In my opinion, the true benefit of having these assays in a microplate format is that it allows for studies of target engagement for all members of a compound series with full concentration–response curves. Rather than proving target engagement for a single compound, this helps us to compare the SARs with those observed in both the biochemical assay on the isolated target and the cell-based assay with desirable phenotypic readout. This is important because even if target engagement is demonstrated for a few compounds, there is a significant risk that the phenotypic response is still affected by potential off-target effects. However, in cases where the SARs match up, it becomes more likely that the effects are mediated primarily by pharmacological modulation of the primary target.
Are there other exciting future directions in your own research or in the drug discovery field generally that you would like to highlight?
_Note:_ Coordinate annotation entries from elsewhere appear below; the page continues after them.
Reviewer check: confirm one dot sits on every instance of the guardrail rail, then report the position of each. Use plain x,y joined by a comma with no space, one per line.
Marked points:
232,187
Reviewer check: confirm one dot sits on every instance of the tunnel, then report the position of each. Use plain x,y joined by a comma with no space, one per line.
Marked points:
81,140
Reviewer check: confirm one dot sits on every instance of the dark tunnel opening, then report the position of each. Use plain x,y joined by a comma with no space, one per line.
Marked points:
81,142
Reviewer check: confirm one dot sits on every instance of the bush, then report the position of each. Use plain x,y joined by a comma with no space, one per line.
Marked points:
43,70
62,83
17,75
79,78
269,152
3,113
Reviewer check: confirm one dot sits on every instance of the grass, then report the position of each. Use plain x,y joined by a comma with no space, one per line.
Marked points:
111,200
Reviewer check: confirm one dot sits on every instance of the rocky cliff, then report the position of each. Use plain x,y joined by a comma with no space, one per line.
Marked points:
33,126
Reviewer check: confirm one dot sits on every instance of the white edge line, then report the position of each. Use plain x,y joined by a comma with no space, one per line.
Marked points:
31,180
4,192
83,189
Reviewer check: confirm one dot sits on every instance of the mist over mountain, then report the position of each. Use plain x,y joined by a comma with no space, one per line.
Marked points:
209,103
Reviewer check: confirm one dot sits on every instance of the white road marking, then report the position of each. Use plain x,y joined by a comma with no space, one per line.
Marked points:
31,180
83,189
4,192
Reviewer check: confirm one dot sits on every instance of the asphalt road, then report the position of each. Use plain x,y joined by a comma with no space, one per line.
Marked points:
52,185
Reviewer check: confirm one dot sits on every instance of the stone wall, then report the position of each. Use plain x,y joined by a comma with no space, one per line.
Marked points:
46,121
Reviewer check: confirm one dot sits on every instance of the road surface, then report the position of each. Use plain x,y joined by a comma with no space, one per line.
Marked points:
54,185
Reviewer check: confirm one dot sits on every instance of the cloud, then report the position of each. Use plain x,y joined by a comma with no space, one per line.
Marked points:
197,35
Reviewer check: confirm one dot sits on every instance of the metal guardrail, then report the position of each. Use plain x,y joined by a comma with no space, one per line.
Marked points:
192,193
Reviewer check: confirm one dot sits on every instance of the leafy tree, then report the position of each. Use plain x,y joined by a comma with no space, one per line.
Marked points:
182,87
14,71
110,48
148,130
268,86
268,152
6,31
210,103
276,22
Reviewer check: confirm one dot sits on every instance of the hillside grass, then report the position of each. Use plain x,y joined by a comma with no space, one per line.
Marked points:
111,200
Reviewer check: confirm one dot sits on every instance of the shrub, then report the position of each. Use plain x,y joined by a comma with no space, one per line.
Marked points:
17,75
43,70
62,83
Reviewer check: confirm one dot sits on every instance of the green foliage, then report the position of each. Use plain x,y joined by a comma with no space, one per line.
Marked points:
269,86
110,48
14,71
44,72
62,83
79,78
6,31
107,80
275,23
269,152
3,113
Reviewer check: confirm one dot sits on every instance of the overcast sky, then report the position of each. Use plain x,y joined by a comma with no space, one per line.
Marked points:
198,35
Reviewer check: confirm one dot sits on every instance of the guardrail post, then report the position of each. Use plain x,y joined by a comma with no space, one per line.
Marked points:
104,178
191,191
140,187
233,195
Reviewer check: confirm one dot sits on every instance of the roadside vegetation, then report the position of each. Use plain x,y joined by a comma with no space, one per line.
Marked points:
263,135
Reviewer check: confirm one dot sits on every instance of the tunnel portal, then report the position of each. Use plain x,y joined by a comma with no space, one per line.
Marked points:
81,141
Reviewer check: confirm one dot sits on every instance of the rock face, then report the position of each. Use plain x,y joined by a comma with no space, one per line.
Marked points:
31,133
One of the areas in which we as an academic screening lab have invested significant resources is the field of phenotypic assays in primary cells, which in some cases come from the nearby hospital. These activities come with a joint responsibility with the collaborating academic group to understand the mechanism of action of hit compounds, focused primarily on those for which we manage to develop a reasonable understanding of the SAR. I already mentioned above a very successful example using embryonic stem cells that we hope to publish this year. In this case, the target deconvolution activities were largely governed by the structures of the hit compounds, which pointed to a certain target class. We have also been engaged in collaboration with AstraZeneca, in which we share non-competitive knowledge in the design and synthesis of generic reagents that can be used to derivatize hit compounds into baits that we apply for affinity-based target fishing. For anyone interested in these approaches, there is a recent review published on chemical proteomics from Giulio Superti-Furga's lab.2
I would also like to highlight a recent example of a successful hit identification published in Nature Chemical Biology.3 In this study, a group led by Matthew Meyerson investigated the mechanism of a hit compound from a phenotypic screen, and did so by exploring different sensitivities to the compound in a broad range of genetically characterized cell lines. This led to the identification of phosphodiesterase 3A (PDE3A) as the putative target, which was confirmed by several different approaches. The interesting twist to this story is that other potent PDE3A inhibitors were also tried, and not all of them created the same cytotoxic phenotype; in fact, they were instead shown to rescue the cells from the action of the hit compound. Substantial follow-up work showed that the distinguishing factor between the different PDE3A inhibitors was their differential effect on the proteins recruited to the multiprotein complexes involving PDE3A. This study serves as an excellent example of the need to apply a broad range of different technologies to identify not only the target protein of phenotypic hits, but also their mechanism of action.